Colorado Blueprint: a new economic strategy or the same old thing?
When Ken Lund decided to move from the private to the public sector, he really didn't know what was in store. "I describe it this way: It's thirty years of programs in search of a strategy," he said. But that strategy was ultimately found, he told attendees at the third annual Rocky Mountain Entrepreneur's Summit yesterday. It's called the Colorado Blueprint.
During the talk, at the Cable Center at University of Denver, Lund shared his experience crossing over from the private sector as a lawyer for Holme Roberts & Owen to becoming Governor John Hickenlooper's chief legal counsel, after which he transitioned to his current position as the Office of Economic Development and International Trade's executive director. Lund is working closely with Hickenlooper in an attempt to transform Colorado into one of the leading pro-business states in the country.
In his presentation, Lund outlined the Colorado Blueprint, a plan that identifies the fourteen leading industries in the state, including bioscience, aerospace, advanced manufacturing and energy and natural resources. The blueprint attempts to leverage those industries into a strategy that the governor's office hopes will push Colorado into upper echelons of economically recovering states.
Lund is a self-described "recovering trial lawyer." He paced the stage and leavened the room with self-deprecating statements about topics like his decision to eschew 90 percent of his former income to collect the comparatively paltry payments made to public servants.
But less money isn't the important outcome of Lund's decision. The most key repercussion is his goal of luring some of the top players from the private sector into public positions in order to catalyze creative solutions to the wide-ranging problem that is the economy. This would certainly transform operating procedures, for better or for worse.
Lund describes his efforts so far in a typically deprecating manner: "We did a couple things that were revolutionary: We gave everyone a phone and told them to answer it."

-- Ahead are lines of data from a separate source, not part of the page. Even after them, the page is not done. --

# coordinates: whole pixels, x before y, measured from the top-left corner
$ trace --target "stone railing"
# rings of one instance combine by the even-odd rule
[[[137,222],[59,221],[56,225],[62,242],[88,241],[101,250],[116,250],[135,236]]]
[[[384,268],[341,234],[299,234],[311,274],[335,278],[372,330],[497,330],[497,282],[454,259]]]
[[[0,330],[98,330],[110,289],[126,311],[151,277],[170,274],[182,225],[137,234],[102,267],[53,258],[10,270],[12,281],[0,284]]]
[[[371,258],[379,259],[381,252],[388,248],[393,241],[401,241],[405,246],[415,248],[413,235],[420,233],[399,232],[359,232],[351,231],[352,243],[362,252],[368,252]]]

One of his goals is to stimulate growth within the state by utilizing resources already here, rather than looking for outside investors and contractors. He emphasized that one of the crucial elements of the blueprint so far has been for individual counties to devise business plans built around existing assets, and not what they need from the government. He estimates that this step of the plan engaged more than 20,000 people, a number he called "unprecedented."
In his words, "If we got criticized for anything, we got criticized for moving too fast. And I thought, 'Geez, well, coming to government, if we're getting criticized for moving too fast that people can't keep up with us, that was a good thing.'"
The Colorado Blueprint is in its sixteenth month of implementation. As the plan proceeds, entrepreneurs will keep a close eye on the developing industry regulations to gauge the start-up climate. Colorado aims to be pro-business, and as other states struggle through the recovery process, this approach could very well be the nudge the state needs.